Understanding Diabetic Neuropathy
Most people think of diabetes as a silent, painless condition. But millions of people, over 50% of the people with diabetes in fact, suffer from neuropathy. Diabetic neuropathy is a type of nerve damage caused by diabetes, and it is a progressive disease that worsens over time without management and care.
High blood sugar will, over time, injure blood vessels and nerves throughout the body. The earliest ones affected are the smallest ones, furthest from the spinal cord. Hence, the most common type of diabetic neuropathy is called peripheral neuropathy, and it affects the toes, feet, and lower legs. Common symptoms include a tingling sensation, or numbness and reduced ability to feel pain in the affected areas, along with more serious effects like loss of circulation, ulcers, poor wound healing, infection, or even amputation and loss of life.

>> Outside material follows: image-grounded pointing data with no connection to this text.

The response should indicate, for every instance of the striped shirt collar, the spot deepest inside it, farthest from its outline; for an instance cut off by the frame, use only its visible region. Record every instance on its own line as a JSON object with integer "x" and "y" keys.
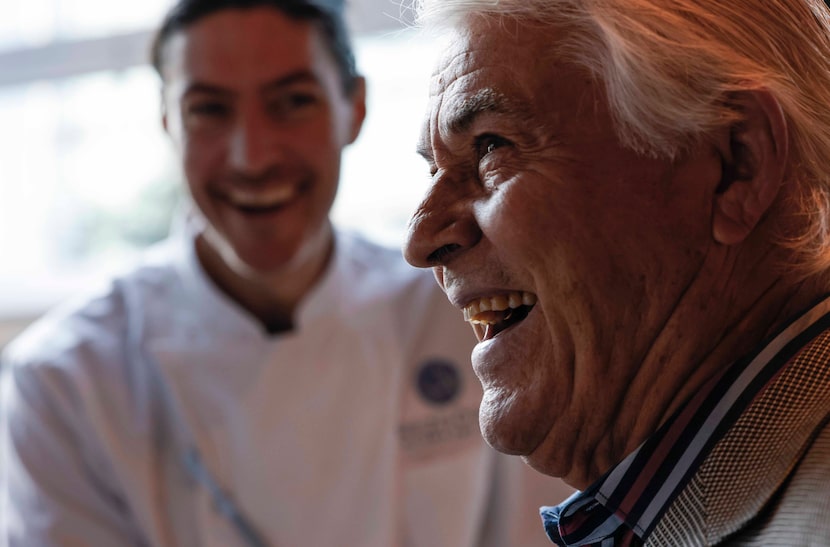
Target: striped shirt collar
{"x": 623, "y": 507}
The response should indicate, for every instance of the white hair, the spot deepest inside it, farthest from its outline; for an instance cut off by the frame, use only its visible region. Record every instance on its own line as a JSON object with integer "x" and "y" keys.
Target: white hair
{"x": 670, "y": 66}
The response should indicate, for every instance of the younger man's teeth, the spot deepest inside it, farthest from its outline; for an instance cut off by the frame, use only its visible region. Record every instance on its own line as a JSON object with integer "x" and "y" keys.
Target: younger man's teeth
{"x": 500, "y": 302}
{"x": 270, "y": 198}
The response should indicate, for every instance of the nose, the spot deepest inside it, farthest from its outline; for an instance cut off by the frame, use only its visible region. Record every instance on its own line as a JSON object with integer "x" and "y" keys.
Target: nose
{"x": 254, "y": 146}
{"x": 442, "y": 227}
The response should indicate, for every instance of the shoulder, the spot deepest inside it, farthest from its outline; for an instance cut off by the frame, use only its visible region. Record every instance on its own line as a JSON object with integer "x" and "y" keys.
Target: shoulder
{"x": 85, "y": 338}
{"x": 382, "y": 269}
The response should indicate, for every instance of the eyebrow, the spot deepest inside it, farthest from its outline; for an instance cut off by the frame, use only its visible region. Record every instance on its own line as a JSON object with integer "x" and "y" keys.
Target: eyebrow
{"x": 297, "y": 77}
{"x": 485, "y": 101}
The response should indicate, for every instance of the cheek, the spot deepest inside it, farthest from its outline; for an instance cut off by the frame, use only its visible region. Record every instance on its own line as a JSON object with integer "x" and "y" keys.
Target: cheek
{"x": 203, "y": 158}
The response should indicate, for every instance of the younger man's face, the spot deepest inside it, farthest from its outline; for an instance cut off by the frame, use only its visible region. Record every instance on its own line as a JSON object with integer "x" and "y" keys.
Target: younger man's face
{"x": 255, "y": 105}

There is no cure for neuropathy, so management of both neuropathy, and the diabetes that caused it, are critical for your health, comfort and longevity. The most important thing you can do is keep your blood pressure at or as close as possible to daily and long-term targets. This can help prevent the onset or worsening of neuropathy.
Controlling blood pressure is another critical step. Just like high blood sugar, high blood pressure damages blood vessels, interfering with circulation and leading to further nerve damage. Quitting smoking and getting regular exercise also will improve circulation, improving the health of your feet.
In diabetes patients, your doctor should be performing at least a yearly foot exam, but take the opportunity every day to inspect your own feet for anything out of the ordinary.